- Genre: Talk show
- Presented by: Eric Pearce; Mary Parker;
- Country of origin: Australia
- Original language: English

Production
- Running time: 15 minutes

Original release
- Network: HSV
- Release: 7 November 1956

= Eric and Mary =

Eric and Mary is an Australian television programme which aired in 1956. It was one of the earliest Australian-produced television series. It was an "informal programme with guest artists", likely an interview show, hosted by Eric Pearce and Mary Parker. It was broadcast on Melbourne station HSV-7. The station began broadcasting on 4 November 1956, and Eric and Mary debuted a few days later on the 7th.
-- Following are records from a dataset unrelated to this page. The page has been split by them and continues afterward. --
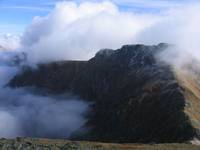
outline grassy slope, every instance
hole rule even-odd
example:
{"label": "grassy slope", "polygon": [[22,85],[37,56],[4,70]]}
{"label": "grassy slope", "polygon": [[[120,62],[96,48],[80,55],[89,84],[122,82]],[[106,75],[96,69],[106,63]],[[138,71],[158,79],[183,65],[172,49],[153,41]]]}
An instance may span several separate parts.
{"label": "grassy slope", "polygon": [[177,79],[184,88],[186,98],[185,112],[189,116],[192,125],[200,130],[200,74],[193,69],[176,70]]}
{"label": "grassy slope", "polygon": [[0,140],[2,150],[199,150],[191,144],[106,144],[96,142],[72,142],[67,140],[17,138]]}

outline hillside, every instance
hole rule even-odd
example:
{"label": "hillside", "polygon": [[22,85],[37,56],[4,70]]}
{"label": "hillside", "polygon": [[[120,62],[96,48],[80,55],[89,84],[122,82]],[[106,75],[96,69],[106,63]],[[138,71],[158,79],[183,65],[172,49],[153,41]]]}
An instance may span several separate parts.
{"label": "hillside", "polygon": [[108,144],[67,140],[17,138],[0,140],[1,150],[199,150],[192,144]]}
{"label": "hillside", "polygon": [[191,76],[156,59],[168,46],[126,45],[101,50],[88,61],[23,66],[8,85],[45,88],[51,94],[71,92],[92,102],[83,127],[87,132],[76,131],[71,139],[185,142],[198,137],[199,88]]}

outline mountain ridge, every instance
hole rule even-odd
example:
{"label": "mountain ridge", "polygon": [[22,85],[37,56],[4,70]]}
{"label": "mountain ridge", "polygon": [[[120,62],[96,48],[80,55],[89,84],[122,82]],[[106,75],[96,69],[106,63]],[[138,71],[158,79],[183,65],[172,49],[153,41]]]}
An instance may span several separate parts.
{"label": "mountain ridge", "polygon": [[71,92],[93,102],[88,122],[72,139],[106,142],[183,142],[197,130],[185,113],[186,99],[170,65],[157,60],[168,44],[104,49],[88,61],[23,66],[9,86]]}

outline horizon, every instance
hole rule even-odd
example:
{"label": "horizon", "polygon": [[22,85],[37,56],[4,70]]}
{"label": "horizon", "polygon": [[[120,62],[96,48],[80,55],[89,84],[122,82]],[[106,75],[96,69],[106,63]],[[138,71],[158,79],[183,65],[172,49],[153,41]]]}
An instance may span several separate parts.
{"label": "horizon", "polygon": [[[105,0],[0,0],[0,35],[23,34],[34,17],[47,16],[57,3],[103,2]],[[120,10],[137,14],[162,14],[166,11],[188,5],[196,0],[107,0],[114,3]]]}

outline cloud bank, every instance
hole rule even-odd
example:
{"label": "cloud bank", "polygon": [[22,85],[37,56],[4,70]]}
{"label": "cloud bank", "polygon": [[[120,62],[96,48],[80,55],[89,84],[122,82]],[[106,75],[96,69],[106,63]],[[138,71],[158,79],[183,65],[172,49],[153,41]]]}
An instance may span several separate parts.
{"label": "cloud bank", "polygon": [[20,35],[0,34],[0,50],[16,50],[20,48]]}
{"label": "cloud bank", "polygon": [[102,48],[160,42],[177,46],[170,57],[189,53],[197,58],[200,3],[186,4],[149,14],[123,11],[108,1],[60,2],[47,16],[33,19],[21,44],[31,63],[87,60]]}
{"label": "cloud bank", "polygon": [[86,60],[101,48],[132,43],[155,20],[121,12],[111,2],[61,2],[48,16],[34,18],[22,45],[31,62]]}
{"label": "cloud bank", "polygon": [[5,63],[12,61],[12,54],[0,52],[0,60],[8,59],[0,62],[0,137],[68,138],[79,130],[87,121],[87,102],[76,96],[35,95],[30,89],[5,87],[18,72],[18,67]]}

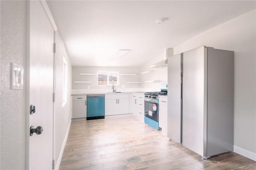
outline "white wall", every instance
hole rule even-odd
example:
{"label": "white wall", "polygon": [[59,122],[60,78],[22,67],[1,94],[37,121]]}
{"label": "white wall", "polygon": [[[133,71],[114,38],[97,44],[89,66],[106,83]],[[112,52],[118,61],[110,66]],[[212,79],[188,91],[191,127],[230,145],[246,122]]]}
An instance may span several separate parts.
{"label": "white wall", "polygon": [[14,62],[26,73],[26,2],[1,1],[0,13],[0,169],[24,169],[26,81],[22,90],[11,90],[10,69]]}
{"label": "white wall", "polygon": [[[130,91],[132,89],[137,90],[140,87],[140,84],[127,83],[130,81],[140,81],[140,68],[139,67],[73,67],[72,71],[72,89],[73,93],[81,91],[79,89],[84,89],[82,91],[87,93],[111,92],[111,85],[97,85],[97,75],[80,75],[80,73],[97,73],[98,71],[117,71],[120,74],[135,73],[136,75],[120,75],[120,85],[116,85],[115,89],[118,91]],[[74,81],[91,81],[91,83],[74,83]],[[90,89],[88,89],[88,86]]]}
{"label": "white wall", "polygon": [[256,160],[256,10],[174,48],[174,54],[202,45],[234,51],[234,151]]}
{"label": "white wall", "polygon": [[[54,138],[55,143],[55,163],[59,166],[61,160],[63,150],[65,146],[66,136],[68,134],[71,123],[70,93],[72,67],[66,51],[61,36],[57,30],[56,32],[56,87],[55,102],[54,103]],[[65,105],[62,106],[63,57],[68,63],[68,99]]]}

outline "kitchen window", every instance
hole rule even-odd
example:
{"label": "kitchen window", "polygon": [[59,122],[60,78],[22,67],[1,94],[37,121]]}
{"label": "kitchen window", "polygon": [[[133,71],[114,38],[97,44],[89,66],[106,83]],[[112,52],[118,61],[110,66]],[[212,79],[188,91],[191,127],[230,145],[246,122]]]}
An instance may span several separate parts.
{"label": "kitchen window", "polygon": [[98,71],[98,85],[119,85],[119,73],[118,71]]}

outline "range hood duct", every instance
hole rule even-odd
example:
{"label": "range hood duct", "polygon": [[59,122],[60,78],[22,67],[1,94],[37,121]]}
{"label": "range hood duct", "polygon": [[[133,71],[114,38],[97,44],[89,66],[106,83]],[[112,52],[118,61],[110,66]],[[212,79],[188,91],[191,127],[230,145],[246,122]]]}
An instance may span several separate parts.
{"label": "range hood duct", "polygon": [[167,67],[168,62],[167,58],[168,57],[173,55],[173,48],[167,48],[166,50],[165,59],[158,62],[150,66],[152,68],[163,68]]}

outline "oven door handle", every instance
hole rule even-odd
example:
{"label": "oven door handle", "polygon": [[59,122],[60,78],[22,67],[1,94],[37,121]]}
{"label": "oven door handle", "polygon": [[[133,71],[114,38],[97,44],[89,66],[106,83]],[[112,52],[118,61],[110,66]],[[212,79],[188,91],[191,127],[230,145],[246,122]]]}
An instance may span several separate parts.
{"label": "oven door handle", "polygon": [[154,100],[154,99],[148,99],[148,98],[144,98],[144,100],[146,101],[149,101],[150,102],[152,102],[152,103],[158,103],[158,100]]}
Broadcast in a fifteen-minute time-slot at 7:15 PM on Wednesdays, the series had no competition in the time-slot when it debuted, as there were no other television stations in Melbourne until 19 November 1956 when ABV-2 began broadcasting. On 21 November 1956 the series competed in its time-slot against ABV-2's broadcast of Miss Pilgrim's Progress, a 1950 British film. Later episodes competed against American music series Florian Zabach and later by American sitcom The Life of Riley.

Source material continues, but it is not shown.